Sen. Brian Schatz (D-Hawaii) was visibly emotional after the Senate passed a sweeping spending bill Sunday afternoon, emphasizing the importance of what Democrats are heralding as the largest climate investment in US history.
“This is a planetary emergency and this is the first time that the federal government has taken action that is worthy of the moment,” Schatz said outside the Senate chamber minutes after the bill passed.
“This is the biggest climate action that any country has ever taken, and now I can look my kids in the eye and say we’re really doing something about climate,” he added.
The Senate passed the mammoth bill shortly after 3 pm on Sunday, capping off a marathon session that featured more than 15 hours of debate. Vice President Harris cast the tie-breaking vote to send the measure to the House, where it is widely expected to pass.
The bill, titled the Inflation Reduction Act, provides $369 in energy security and climate investments. The measure includes $4,000 and $7,500 tax credits for purchasing used and new electric vehicles, but the funds cannot go towards vehicles that have batteries made from minerals processed in China.
The legislation is expected to bring down climate-warming emissions by 40 percent over the next 10 years.
Schatz, chief deputy whip for the Democratic caucus, told reporters “we’ve been fighting for this for decades.”
Democrats approved the bill through budget reconciliation, an arcane process that requires a simple majority vote for passage. The process allowed Democrats to avoid a GOP filibuster.

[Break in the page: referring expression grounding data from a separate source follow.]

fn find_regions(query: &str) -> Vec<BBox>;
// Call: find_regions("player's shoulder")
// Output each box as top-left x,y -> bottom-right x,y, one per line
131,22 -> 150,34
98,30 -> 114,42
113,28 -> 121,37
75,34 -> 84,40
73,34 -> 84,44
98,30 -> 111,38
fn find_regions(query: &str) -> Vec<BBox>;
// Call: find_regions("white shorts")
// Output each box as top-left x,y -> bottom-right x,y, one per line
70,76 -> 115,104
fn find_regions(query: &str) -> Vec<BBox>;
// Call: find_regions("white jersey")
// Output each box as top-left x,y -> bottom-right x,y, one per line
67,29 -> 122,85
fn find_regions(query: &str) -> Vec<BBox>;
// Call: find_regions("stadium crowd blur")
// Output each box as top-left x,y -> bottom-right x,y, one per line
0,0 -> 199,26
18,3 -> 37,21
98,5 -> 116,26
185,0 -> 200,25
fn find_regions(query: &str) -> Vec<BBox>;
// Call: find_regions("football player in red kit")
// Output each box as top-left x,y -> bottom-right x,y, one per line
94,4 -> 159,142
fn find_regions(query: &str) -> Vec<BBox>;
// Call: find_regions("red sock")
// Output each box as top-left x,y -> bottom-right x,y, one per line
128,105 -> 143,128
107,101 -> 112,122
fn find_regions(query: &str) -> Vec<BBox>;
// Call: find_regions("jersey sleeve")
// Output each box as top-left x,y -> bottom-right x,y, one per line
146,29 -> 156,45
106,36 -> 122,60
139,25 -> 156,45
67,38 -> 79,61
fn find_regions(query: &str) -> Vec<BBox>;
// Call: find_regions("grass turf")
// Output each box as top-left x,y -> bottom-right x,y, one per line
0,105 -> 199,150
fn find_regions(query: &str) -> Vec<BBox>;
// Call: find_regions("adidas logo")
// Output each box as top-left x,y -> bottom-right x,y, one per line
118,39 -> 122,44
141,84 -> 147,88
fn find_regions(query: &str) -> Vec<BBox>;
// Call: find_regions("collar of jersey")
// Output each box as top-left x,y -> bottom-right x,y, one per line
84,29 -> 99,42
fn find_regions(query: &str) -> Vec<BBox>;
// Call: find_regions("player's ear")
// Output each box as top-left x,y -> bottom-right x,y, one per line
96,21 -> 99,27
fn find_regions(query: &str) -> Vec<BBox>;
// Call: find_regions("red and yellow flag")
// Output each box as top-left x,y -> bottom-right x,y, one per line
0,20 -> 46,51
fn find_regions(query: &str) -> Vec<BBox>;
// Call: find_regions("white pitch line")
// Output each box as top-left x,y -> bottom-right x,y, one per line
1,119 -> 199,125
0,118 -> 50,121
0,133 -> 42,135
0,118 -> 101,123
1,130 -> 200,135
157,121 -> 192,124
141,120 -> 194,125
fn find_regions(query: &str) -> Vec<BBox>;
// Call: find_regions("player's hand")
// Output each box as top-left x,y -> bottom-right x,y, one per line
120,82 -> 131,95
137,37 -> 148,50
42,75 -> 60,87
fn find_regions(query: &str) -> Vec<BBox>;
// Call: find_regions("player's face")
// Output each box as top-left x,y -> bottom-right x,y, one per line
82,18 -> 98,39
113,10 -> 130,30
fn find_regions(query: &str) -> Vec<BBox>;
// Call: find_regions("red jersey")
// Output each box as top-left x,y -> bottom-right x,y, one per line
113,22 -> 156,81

During a press conference shortly after passage of the bill Sunday, Senate Majority Leader Charles Schumer (DN.Y.) said the upper chamber “has now passed the most significant bill to fight the climate crisis ever.”
“It’s gonna make a difference to my grandkids. The world will be a better place for my grandchildren because of what we did today. And that makes me feel very, very good. Very, very good,” the Democratic leader added.